Native American Legends
The Old Woman of the Spring
A Cheyenne Legend
When the Cheyenne were still in the north, they camped in a large
circle at whose entrance a deep, rapid spring flowed from a hillside.
The spring provided the camp with water, but food was harder to
find. The buffalo had disappeared, and many people went hungry.
One bright day some men were playing the game of ring and javelin
in the center of the camp circle. They used a red and black hoop
and four long sticks, two red and two black, which they threw at
the hoop as it rolled along. In order to win, a player had to throw
his stick through the hoop while it was still moving.
A large audience had already gathered when a young man came from
the south side of the camp circle to join them. He wore a buffalo
robe with the hair turned outward. His body was painted yellow,
and a yellow-painted eagle breach-feather was fastened to his head.
Soon another young man dressed exactly like the first came from
the north side of the circle to watch the game. They were unacquainted,
but when the two caught sight of each other they moved through the
crowd to talk. "My friend," said the man from the south
side, "you're imitating my dress. Why are you doing it?"
The other man said, "It's you who are imitating me. Why?"
In their explanations, both men told the same story.

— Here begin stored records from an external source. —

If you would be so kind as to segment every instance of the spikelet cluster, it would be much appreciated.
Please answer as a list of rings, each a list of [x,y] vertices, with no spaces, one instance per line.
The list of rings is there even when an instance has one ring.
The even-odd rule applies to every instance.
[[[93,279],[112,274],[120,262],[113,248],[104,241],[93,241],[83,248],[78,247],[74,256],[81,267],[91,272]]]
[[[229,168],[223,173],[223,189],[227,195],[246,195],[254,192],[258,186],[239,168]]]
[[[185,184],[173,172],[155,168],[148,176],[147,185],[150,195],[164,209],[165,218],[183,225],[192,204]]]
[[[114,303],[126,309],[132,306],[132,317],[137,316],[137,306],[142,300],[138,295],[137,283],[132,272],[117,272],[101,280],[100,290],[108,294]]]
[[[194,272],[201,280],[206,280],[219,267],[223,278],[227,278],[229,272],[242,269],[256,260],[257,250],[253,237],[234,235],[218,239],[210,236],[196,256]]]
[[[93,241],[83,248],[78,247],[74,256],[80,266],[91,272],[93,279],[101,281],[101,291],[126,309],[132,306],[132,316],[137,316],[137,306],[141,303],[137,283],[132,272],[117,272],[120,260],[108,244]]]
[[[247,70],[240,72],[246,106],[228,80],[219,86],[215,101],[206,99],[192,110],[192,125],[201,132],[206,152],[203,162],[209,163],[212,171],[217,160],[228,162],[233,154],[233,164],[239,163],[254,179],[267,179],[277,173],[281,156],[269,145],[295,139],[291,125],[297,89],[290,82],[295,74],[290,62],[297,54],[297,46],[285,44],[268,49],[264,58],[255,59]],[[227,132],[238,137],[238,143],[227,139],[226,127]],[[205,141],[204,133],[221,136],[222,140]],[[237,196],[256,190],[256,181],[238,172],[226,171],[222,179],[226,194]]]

They had entered the spring that flowed out from the hillside,
and there they had been instructed how to dress. By now the crowd
had stopped watching the game and gathered around to listen, and
the young men told the people that they would go into the spring
again and come out soon.
As the crowd watched, the two approached the spring. The man from
the south covered his head with his buffalo robe and entered. The
other did the same. The young men splashed through the water and
soon found themselves in a large cave.
Near the entrance sat an old woman cooking some buffalo meat and
corn in two separate earthen pots. She welcomed them: "Grandchildren,
you have come. Here, sit beside me."
They sat down, one on each side of her, and told her that the people
were hungry and that they had come to her for food. She gave them
corn from one pot and meat from the other. They ate until they had
had enough, and when they were through the pots were still full.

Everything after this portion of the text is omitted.